Improved Type Transparency Python-side (Non-Blocking)

azane commented 10 months ago

Many different types end up going through the python function being differentiated. First, it might be evaluated sometimes as a standard python function involving torch tensors (not as part of this package, but related to #15). Then, within a JuliaFunction execution, it first sees standard np.ndarrays, and then juliacall.ArrayValues of Dual numbers.
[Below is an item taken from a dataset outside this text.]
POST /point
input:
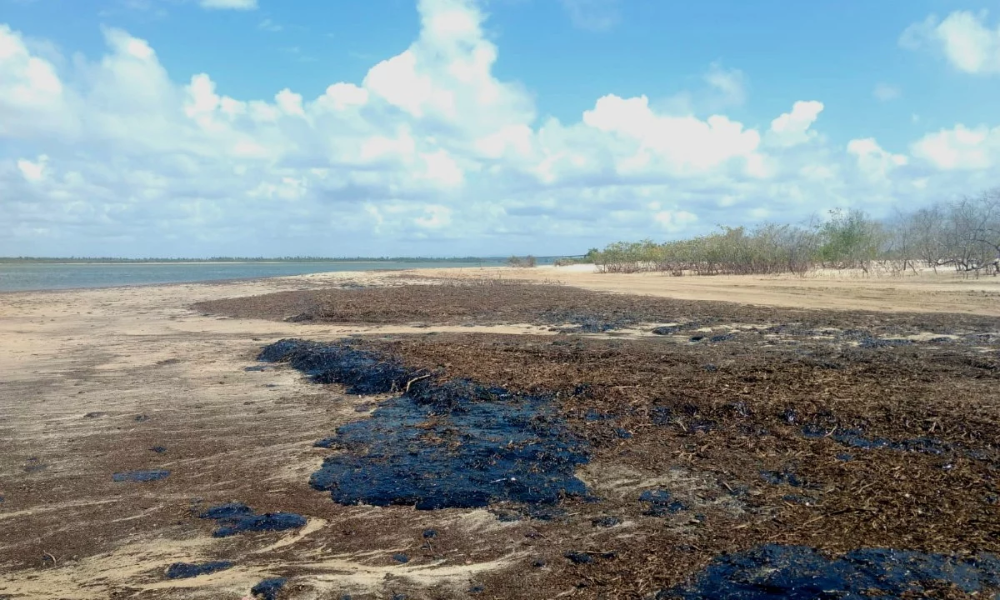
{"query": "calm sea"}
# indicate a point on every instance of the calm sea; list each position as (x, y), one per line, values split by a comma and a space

Vectorized operations fail on these juliacall.ArrayValue's (with Julia: MethodError: no method matching errors) where they succeed in numpy and torch. To work with Tensors, ndarrays, and the backward pass involving ArrayValues of Duals, we must, for example:

m = torch.tensor([1., 1.], requires_grad=True)
x = torch.tensor([2., 2.], requires_grad=True)
b = torch.tensor([3., 3.], requires_grad=True)

def f(v):
    if isinstance(v, juliacall.ArrayValue):
        v = v.to_numpy()
    m = v[0, :]
    x = v[1, :]
    b = v[2, :]
    return (m * x + b).sum()

y = JuliaFunction.apply(f, torch.cat(torch.atleast_2d(m, x, b)))
y.backward()

This is okay, but more issues arise when dealing with juliacall.RealValue and juliacall.ArrayValue in combination. The example below fails on the backward pass with Julia: MethodError: no method matching and requests julia's elementwise broadcasting syntax use dot syntax: array .+ scalar.
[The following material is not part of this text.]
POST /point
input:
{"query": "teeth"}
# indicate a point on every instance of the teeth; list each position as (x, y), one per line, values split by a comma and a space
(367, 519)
m = torch.tensor([1., 1.], requires_grad=True)
x = torch.tensor(2., requires_grad=True)
b = torch.tensor(3., requires_grad=True)

def f(v):
    m = v[:2]
    x = v[2]
    b = v[3]
    return (m * x + b).sum()

y = JuliaFunction.apply(f, torch.cat(torch.atleast_1d(m.ravel(), x, b)))
y.backward()

This can be partially addressed by inserting a conditional v = v.to_numpy() as before, but this results in type(m) being an np.ndarray with dtype == object, and x and b being juliacall.RealValue Duals. When m * x happens in this case, np.asarray(x) is implicity called, which results in ValueError: setting an array element with a sequence. The requested array would exceed the maximum number of dimension of 32. I.e. it seems to attempt to make an array with the full buffer of the Dual?
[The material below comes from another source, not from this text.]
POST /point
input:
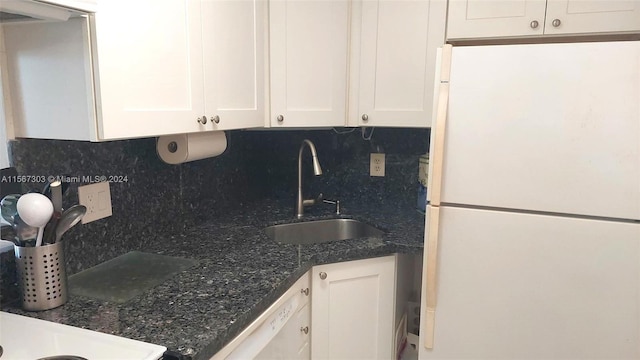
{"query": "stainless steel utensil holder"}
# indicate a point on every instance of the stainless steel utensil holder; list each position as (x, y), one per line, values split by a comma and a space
(41, 276)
This can be made to run with the following modifications, where we ensure that scalars stay in vectors of length 1.

m = torch.tensor([1., 1.], requires_grad=True)
x = torch.tensor(2., requires_grad=True)
b = torch.tensor(3., requires_grad=True)

def f(v):
    if isinstance(v, juliacall.ArrayValue):
        v = v.to_numpy()
    m = v[:2]
    x = v[2, None]
    b = v[3, None]
    return (m * x + b).sum()

y = JuliaFunction.apply(f, torch.cat(torch.atleast_1d(m.ravel(), x, b)))
y.backward()

As tagged in the title, this is non-blocking, but the workarounds are quite involved/nuanced, and I haven't discussed here the subtleties needed when using the same function for both numpy and torch.

Ideally, everything could be converted to torch tensors before the python function ever sees it — this would probably work fine on the forward pass in combination with torch.nograd, but obviously torch does not support Dual as a dtype.

TODO

It's also not clear to me whether these the modifications can jit compile (haven't dug into that yet), or if they are still required when you jit compile.

azane commented 10 months ago

Re: note at end of issue above, I doubt these are required when jit compiling the dynamics — see my note at the end of #15 and in the comments for why working hard to solve this may not play to the strenghts of using diffeqpy as a backend for chirho.

**Turns out, these modifications (or the one discussed below) are required when jit compiling.

azane commented 9 months ago

At least where chirho is concerned, I've implemented a robust (so far 🤷 ), if clunky, workaround for when different julia types are passed through a user-defined python function. TLDR is to wrap the julia "thing" in a python object that 1) obscures the underlying julia thing from numpy, preventing introspection and unpacking to >32 dims (which is the numpy limit) and 2) forwards all the relevant math dunder methods to the underlying julia entity. Arrays of JuliaThingWrappers will have dtype=np.object_, but because the math dunder methods are all forwarded, standard vectorized math works.

My preference was to find some numpy-internal solution to disabling the introspection of the julia types (and just treating them as objects), but after a few hours of research I was only able to find details where others were also unable to find that ability within numpy itself. Perhaps there's an easier way to prevent this introspection from the julia side?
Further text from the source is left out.